S’agissant de la réglementation de change, il a fait savoir qu’un premier draft du nouveau code sera prêt au cours du mois de juillet 2022 et examiné par les parties prenantes, à savoir la Banque centrale de Tunisie (BCT) et les autorités concernées. En fait, tout ce qui doit être fait et ne l’était pas par les deux Saïed.
– Les piques de Majoul à Saïed et Nemssia
On ne sait pas si le patron des patrons, Samir Majoul, était sérieux lorsqu’il s’adressait à la cheffe du gouvernement pour dire que « on pensait aller vite, mais le gouvernement va plus vite que nous ». Venant de ce parfait francophone, cela nous a plutôt semblé être du domaine de de l’autodérision.
« L’actuelle loi sur l’investissement, excusez-moi Monsieur le ministre, est une véritable usine à gaz, et il va falloir très vite la décarboner ». Samir Saïed se contente de prendre note avec le sourire, avant que Majoul n’éperonne de nouveau tout le monde en assenant, en véritable pince sans rire, que « nous sommes un enfer fiscal », avant de s’adresser à la ministre des Finances, Sihem Nemssia, par un « c’est très simple, on veut une fiscalité de croissance, et on veut qu’elle soit payable à la réalisation, pas d’avance », disait Majoul à juste titre.
Au gouverneur de la BCT, Majoul demande « un code des changes moderne, qui libère les Tunisiens, qui encourage l’internationalisation de l’économie. Je veux que tous les Tunisiens soient riches en devises, et peut-être pénaliser ceux qui sont riches en Dinar », lançait encore Majoul devant Ferid Belhaj qui riait presque aux éclats.
Sur sa lancée, le président de l’Utica demande une logistique efficace, et des services portuaires et douaniers, opérationnels 24/24 et 7/7, un dédouanement flottant dès l’embarquement d’un port étranger. C’est possible. D’autres l’ont fait », disait encore Majoul, qui se prend au jeu de la joute verbale. « Plus jamais de bateau en rade », lançait-il avant de jouer sur les mots en proposant de « changer le nom du port (Ndlr : de Radès) pour éviter le pluriel de rades, car ça passe mal », lançait-il en quolibet devant Nejla Bouden qui en riait sobrement.

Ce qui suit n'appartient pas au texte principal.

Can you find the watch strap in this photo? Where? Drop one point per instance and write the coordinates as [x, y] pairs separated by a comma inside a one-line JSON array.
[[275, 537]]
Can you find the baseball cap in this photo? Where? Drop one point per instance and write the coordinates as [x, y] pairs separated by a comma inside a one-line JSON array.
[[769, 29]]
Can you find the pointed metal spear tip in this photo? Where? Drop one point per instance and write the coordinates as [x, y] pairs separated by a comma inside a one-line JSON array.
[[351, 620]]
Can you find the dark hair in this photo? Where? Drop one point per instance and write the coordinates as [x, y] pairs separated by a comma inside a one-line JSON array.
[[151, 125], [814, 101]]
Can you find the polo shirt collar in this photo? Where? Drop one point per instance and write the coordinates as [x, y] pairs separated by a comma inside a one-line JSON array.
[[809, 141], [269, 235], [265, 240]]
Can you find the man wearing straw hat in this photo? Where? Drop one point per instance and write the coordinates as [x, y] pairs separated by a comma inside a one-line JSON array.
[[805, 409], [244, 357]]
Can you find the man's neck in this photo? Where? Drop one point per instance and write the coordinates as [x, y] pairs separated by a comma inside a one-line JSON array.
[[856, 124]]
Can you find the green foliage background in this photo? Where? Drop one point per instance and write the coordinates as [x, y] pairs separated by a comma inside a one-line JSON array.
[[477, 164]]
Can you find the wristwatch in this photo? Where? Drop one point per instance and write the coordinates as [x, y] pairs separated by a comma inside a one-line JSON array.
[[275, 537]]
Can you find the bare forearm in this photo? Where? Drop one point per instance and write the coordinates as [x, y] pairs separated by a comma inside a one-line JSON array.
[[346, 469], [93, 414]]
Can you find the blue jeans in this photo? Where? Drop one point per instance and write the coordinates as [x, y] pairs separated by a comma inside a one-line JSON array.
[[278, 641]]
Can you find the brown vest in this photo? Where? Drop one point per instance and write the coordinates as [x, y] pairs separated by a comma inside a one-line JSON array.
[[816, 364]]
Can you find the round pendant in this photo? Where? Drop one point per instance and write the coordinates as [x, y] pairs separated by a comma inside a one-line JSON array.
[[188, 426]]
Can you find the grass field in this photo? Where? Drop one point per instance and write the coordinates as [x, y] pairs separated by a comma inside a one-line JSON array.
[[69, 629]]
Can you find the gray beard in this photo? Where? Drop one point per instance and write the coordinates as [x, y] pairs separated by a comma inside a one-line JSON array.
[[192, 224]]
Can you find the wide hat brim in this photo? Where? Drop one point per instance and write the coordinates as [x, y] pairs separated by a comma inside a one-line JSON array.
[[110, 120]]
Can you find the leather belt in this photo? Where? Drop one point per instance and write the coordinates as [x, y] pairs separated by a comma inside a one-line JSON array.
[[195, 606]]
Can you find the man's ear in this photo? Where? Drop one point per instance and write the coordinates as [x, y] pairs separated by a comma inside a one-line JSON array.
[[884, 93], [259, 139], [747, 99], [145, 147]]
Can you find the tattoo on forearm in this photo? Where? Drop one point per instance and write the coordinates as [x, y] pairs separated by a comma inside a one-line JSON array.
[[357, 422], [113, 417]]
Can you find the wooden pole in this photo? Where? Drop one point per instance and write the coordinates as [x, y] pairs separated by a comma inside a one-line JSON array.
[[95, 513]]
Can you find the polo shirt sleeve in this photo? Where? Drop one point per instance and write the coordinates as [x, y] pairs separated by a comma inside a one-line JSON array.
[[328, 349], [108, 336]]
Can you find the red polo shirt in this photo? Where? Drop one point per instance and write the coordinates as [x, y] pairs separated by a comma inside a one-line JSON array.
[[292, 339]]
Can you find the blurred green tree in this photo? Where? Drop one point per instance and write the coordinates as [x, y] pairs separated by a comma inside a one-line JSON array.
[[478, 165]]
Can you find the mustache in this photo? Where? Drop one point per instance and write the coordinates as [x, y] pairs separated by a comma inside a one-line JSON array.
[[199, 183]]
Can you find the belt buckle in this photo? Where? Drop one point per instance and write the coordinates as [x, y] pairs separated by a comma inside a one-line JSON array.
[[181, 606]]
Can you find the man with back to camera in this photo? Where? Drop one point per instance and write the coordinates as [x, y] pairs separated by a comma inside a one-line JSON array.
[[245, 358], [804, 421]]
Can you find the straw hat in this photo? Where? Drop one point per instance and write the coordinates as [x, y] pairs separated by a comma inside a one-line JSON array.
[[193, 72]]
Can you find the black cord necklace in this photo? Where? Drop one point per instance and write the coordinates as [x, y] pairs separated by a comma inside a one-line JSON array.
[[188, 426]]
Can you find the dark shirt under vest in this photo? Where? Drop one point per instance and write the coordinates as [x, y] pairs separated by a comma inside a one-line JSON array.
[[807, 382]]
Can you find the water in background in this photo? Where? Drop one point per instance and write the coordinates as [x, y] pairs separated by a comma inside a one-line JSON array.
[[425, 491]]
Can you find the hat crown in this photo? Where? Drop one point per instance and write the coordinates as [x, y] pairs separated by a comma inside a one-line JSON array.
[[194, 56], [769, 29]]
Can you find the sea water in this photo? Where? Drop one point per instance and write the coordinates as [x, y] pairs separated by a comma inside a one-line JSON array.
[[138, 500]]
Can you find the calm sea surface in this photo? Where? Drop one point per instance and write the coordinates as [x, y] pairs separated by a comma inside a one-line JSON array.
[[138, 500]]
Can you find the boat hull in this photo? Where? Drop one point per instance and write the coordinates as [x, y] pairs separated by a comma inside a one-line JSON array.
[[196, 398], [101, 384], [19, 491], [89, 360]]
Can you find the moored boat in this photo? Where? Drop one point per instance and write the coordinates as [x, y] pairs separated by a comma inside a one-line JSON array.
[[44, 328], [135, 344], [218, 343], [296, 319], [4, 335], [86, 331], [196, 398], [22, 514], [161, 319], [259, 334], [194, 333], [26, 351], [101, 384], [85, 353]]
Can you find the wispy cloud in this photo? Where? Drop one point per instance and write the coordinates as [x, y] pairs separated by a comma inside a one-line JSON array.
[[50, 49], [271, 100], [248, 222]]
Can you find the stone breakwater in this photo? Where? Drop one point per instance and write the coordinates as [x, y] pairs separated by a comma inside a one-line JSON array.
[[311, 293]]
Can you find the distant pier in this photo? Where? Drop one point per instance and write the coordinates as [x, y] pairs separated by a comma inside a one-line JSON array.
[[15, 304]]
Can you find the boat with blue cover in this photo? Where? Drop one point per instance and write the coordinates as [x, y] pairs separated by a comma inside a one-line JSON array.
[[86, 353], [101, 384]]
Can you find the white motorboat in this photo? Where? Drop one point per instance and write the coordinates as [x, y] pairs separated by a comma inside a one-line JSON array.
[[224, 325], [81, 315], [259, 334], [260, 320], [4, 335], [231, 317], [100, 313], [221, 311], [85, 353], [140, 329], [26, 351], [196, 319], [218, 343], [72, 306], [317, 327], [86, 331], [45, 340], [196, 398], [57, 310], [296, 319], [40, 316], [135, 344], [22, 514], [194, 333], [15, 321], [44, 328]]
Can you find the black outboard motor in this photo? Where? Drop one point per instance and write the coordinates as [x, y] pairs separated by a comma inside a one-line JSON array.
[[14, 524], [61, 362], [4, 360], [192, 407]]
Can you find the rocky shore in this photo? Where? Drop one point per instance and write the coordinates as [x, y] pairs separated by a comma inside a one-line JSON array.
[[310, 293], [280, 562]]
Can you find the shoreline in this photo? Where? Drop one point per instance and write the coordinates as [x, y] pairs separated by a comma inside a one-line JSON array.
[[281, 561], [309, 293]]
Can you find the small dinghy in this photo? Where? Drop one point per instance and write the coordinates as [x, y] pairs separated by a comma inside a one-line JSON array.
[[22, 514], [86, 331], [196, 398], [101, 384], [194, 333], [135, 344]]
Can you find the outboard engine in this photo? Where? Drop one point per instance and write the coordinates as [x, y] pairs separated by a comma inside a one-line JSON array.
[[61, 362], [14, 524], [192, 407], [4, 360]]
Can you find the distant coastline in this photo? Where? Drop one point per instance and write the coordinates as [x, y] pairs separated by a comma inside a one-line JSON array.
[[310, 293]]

De l’open-Sky, Samir Majoul lance en guise de cris de détresse, que « l’enfer va s’ouvrir avant qu’on n’ouvre le ciel en Tunisie ». Et de synthétiser, en disant à juste titre que « les gens investiront en Tunisie, lorsque tous les atouts seront réunis pour cela », avant de terminer par ce jeu de mots qui synthétise aussi la condition du secteur privé, en disant que « du secteur privé, on n’entend que les privations ». Une belle prestation à écouter, pour ceux qui crient Haro sur le privé !
– « L’atermoiement tue la confiance et l’absence de réactivité repousse les investisseurs »
Autant d’idées qui avaient manifestement trouvé bonne oreille chez le vice-président du Groupe de la Banque mondiale pour la région Mena, Ferid Belhaj, qui a souligné à cette occasion, l’urgence pour la Tunisie d’agir vite et fort face à une concurrence acharnée à l’échelle régionale et internationale.
« L’atermoiement tue la confiance et l’absence de réactivité repousse les investisseurs » a-t-il estimé, soulignant que pour relancer l’investissement, le pays doit agir sur la gouvernance en favorisant la prévisibilité des écosystèmes et la clarté des règles du jeu.
Pour lui, l’Etat doit jouer son rôle de régulateur et de facilitateur plutôt que celui d’entrepreneur.
Les investisseurs ont également besoin, selon Belhaj, d’une justice commerciale professionnelle et transparente qui gère efficacement les contentieux économiques.